В сентябре Гилмен Холл распростился с «Эйнсли» и занял кресло ответственного редактора «Журнала для всех». Он сразу же написал Биллу, что сможет отныне платить ему за рассказ такую же ставку, какую получает Марк Твен, то есть десять центов за слово. Это выходило, в среднем, двести пятьдесят — триста долларов за рассказ. Выше такой гонорарной ставки получал, пожалуй, только один человек в мире — английский писатель Редьярд Киплинг. Каждая фраза этого сухопарого, лысеющего джентльмена, не потерявшего даже в гражданской жизни военной выправки и писавшего четким почерком, каким обычно пишутся военные реляции и донесения, оценивалась в золотой соверен, что составляло два доллара и шестьдесят центов. Ему платили шиллинг за слово.
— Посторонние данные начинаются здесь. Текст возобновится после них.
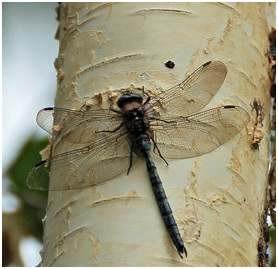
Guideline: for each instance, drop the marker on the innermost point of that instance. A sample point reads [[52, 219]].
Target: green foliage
[[33, 202]]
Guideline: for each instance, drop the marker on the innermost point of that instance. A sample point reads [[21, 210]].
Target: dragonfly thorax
[[136, 121]]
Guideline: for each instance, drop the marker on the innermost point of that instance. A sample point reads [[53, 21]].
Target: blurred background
[[29, 84]]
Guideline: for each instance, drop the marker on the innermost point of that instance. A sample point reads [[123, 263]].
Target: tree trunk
[[218, 198]]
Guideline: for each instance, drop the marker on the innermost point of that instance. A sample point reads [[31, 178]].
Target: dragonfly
[[170, 124]]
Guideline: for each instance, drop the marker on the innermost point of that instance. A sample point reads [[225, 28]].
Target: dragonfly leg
[[112, 131], [159, 153], [114, 110], [148, 99], [130, 159]]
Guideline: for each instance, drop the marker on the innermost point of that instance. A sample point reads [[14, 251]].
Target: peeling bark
[[218, 198]]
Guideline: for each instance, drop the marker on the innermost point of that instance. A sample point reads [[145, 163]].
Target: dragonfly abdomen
[[160, 195]]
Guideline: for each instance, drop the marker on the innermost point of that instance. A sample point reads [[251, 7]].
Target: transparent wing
[[78, 127], [108, 157], [193, 93], [185, 137]]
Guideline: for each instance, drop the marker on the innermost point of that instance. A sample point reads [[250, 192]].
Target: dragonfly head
[[129, 97]]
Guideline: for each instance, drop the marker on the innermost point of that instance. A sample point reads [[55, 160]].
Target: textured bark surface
[[217, 198]]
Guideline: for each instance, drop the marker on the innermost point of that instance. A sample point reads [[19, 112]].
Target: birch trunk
[[218, 198]]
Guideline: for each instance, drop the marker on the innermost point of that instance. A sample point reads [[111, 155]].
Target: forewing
[[75, 126], [108, 157], [193, 93], [185, 137]]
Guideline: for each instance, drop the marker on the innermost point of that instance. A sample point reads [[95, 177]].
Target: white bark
[[217, 199]]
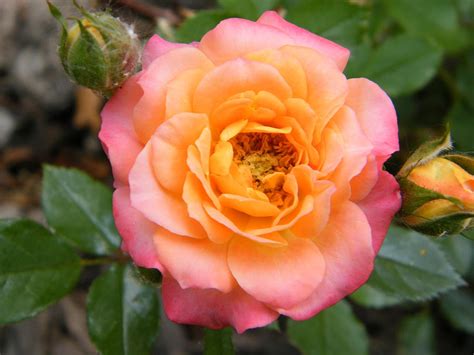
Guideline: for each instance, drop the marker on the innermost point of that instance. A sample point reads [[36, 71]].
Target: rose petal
[[169, 148], [289, 68], [117, 133], [234, 37], [327, 86], [376, 115], [194, 196], [364, 182], [240, 75], [158, 205], [214, 309], [278, 276], [135, 230], [192, 262], [180, 91], [150, 110], [302, 37], [156, 47], [346, 245], [380, 206]]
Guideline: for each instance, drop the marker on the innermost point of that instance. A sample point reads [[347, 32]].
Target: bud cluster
[[437, 190], [99, 51]]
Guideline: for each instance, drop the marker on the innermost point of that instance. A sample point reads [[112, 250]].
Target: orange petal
[[194, 263], [233, 38], [242, 221], [240, 75], [259, 128], [289, 67], [279, 277], [232, 130], [327, 86], [346, 245], [362, 184], [179, 92]]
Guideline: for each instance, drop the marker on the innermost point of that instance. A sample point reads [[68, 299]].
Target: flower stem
[[121, 259]]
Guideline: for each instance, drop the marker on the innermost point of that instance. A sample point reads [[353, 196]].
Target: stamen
[[263, 154]]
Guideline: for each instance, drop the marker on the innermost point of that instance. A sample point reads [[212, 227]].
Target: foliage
[[424, 62]]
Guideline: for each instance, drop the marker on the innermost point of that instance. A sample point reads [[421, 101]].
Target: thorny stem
[[119, 258]]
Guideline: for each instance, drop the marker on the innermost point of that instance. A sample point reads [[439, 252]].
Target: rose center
[[265, 158]]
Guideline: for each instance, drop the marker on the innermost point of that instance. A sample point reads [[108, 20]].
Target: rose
[[439, 195], [248, 169]]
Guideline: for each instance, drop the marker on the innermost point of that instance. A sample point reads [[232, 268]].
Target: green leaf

«Я не настаиваю на заключении контракта, — писал Холл. — Просто вы будете присылать мне один рассказ в месяц, как мы уговаривались в самом начале, помните? Зато я прошу одно — вы будете присылать мне свои лучшие вещи…»
А в октябре Биллу принесли в номер «Каледонии» вместе с завтраком маленький бледно-фиолетовый конверт со странным адресом: «Нью-Йорк, м-ру О. Генри».
Билл повертел его в руках, удивляясь, как письмецо с таким ненадежным указанием адресата нашло его в городе, и разорвал конверт.
Собственно, это было не письмо, а записка в четвертушку почтового листа.
«Мистер О. Генри, — прочитал Билл, похрустывая ломтиками жареного хлеба. — Если вы — Вильям Элжернон Портер из Гринсборо, ответьте мне. Я вас помню. Я вас никогда не могла забыть…»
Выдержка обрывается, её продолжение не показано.